Design history is often about products and their designers. I propose, instead, to make design histories that question what it means that many of design’s foundational concepts have been shaped in times very different than our own. Starting in concepts central to Scandinavian user-centred design, contexts of Swedish 20th century design history are revisited to explore what comes into view from this new perspective. These transitional design histories aim to open up conceptual spaces for developing new design practices, capable of engaging with a complex ‘now’ and with uncertain futures.
Design is a field that emerged in 20th century industrial settings. Many challenges in contemporary design stem from discrepancies between what design methods and concepts once were made to handle, and what we today try to apply them to. The historicity embedded in design’s methods and thinking, limit what is possible to do in design.
Histories as prototypes
The proposal in this project is that activating the historicity of designing can support design approaches that respond to present and future complexity. Suggesting a methodology for making design histories as prototypes, I combine approaches in practice-based design research with research methods in the history of concepts and ideas.
By shifting the outlook of design history from products to practices, focus is on the contexts in which foundational concepts and central methods in designing once came about. The shift of perspective provides a provisional and propositional scaffolding, activating an attention to of how designing has been shaped over time.
Three examples: Swedish design histories
How transitional design histories could be made is here prototyped in three examples that take a starting point in concepts and themes central to Scandinavian user- centred and participatory design. As prototypes, these histories explore different aspects of mechanisms of design history and designing in relation to each other.

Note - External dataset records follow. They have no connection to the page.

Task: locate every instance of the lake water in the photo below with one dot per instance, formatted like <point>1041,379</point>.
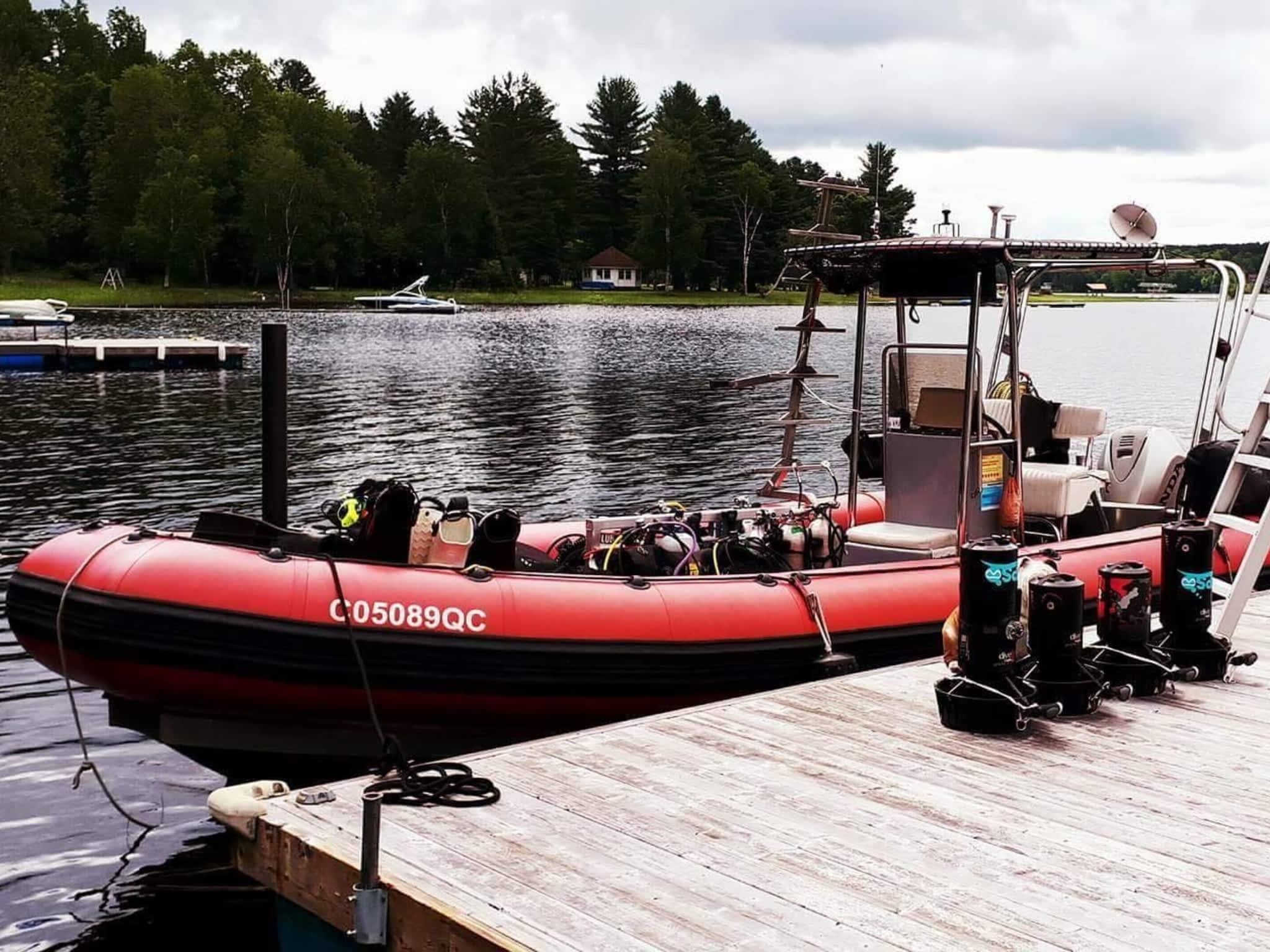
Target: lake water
<point>554,410</point>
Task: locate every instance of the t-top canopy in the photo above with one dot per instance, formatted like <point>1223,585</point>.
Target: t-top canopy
<point>1001,249</point>
<point>944,267</point>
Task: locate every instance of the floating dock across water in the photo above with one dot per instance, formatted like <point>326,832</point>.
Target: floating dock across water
<point>833,815</point>
<point>120,355</point>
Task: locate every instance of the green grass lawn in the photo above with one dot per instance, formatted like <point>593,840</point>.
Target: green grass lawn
<point>88,294</point>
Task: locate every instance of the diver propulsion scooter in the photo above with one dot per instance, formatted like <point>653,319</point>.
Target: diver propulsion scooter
<point>1186,602</point>
<point>1055,632</point>
<point>987,692</point>
<point>1124,650</point>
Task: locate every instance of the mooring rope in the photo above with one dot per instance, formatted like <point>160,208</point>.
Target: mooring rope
<point>87,763</point>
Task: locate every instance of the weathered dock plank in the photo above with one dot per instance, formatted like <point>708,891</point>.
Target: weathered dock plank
<point>830,815</point>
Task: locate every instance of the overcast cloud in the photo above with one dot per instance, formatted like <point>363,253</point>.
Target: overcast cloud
<point>1057,110</point>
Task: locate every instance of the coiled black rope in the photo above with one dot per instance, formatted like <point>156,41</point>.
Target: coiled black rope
<point>402,780</point>
<point>87,764</point>
<point>422,783</point>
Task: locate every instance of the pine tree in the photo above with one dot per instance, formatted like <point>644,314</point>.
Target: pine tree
<point>878,172</point>
<point>29,190</point>
<point>668,230</point>
<point>294,76</point>
<point>616,140</point>
<point>398,128</point>
<point>528,169</point>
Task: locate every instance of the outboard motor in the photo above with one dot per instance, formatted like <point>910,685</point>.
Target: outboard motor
<point>1186,602</point>
<point>1123,649</point>
<point>1143,466</point>
<point>986,691</point>
<point>1055,632</point>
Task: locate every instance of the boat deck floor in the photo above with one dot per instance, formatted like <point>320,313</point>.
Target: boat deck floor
<point>831,815</point>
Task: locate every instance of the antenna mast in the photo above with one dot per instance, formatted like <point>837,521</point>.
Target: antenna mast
<point>876,225</point>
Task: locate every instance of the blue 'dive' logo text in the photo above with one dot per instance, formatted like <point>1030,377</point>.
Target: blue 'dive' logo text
<point>1198,582</point>
<point>1001,573</point>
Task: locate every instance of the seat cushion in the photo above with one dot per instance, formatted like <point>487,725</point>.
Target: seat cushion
<point>1072,421</point>
<point>1060,489</point>
<point>897,535</point>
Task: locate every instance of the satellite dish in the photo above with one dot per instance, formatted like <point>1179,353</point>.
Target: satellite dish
<point>1132,223</point>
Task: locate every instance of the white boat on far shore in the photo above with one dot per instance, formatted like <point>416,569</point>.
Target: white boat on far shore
<point>411,300</point>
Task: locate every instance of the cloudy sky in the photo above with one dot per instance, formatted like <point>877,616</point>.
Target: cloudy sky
<point>1059,110</point>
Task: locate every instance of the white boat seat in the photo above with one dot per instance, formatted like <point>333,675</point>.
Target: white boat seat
<point>1060,490</point>
<point>1072,421</point>
<point>897,535</point>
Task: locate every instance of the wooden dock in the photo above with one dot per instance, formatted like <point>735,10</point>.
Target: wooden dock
<point>120,353</point>
<point>833,815</point>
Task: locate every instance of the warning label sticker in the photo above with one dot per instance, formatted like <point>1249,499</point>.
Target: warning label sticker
<point>992,480</point>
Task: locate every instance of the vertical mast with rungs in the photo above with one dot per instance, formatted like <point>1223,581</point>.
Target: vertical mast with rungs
<point>1248,457</point>
<point>828,187</point>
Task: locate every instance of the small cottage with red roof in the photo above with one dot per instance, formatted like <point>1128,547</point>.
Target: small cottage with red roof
<point>611,270</point>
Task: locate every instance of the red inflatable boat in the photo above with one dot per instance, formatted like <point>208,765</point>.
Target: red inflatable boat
<point>220,649</point>
<point>243,637</point>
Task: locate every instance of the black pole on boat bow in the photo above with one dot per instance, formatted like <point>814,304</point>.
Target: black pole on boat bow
<point>273,423</point>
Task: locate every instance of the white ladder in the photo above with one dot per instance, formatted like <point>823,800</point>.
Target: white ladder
<point>1221,516</point>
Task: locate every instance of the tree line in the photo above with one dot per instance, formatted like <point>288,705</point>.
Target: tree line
<point>220,168</point>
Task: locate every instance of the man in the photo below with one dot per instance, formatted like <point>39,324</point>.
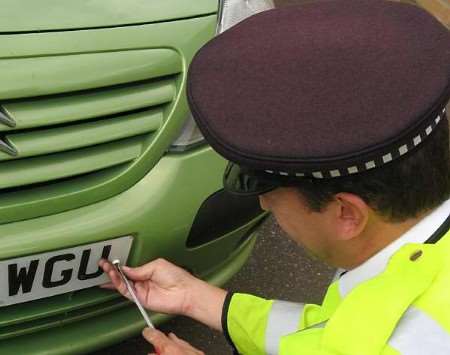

The first prototype focuses on the concept of ‘participation’ related to turn-of-the century 1900 ideas, in the writings of Ellen Key around education and democracy. The second revolves around the concepts of ’use’ and ’users’, more specifically the relationship between designed ideal or intended uses in investigations of ‘dwelling habits’ in 1940s Sweden. The third prototype works with methods development in user-centered and participatory design, through examples of research into everyday domestic work at the Hemmens forskningsinstitut (Home Research Institute) in the 1940s.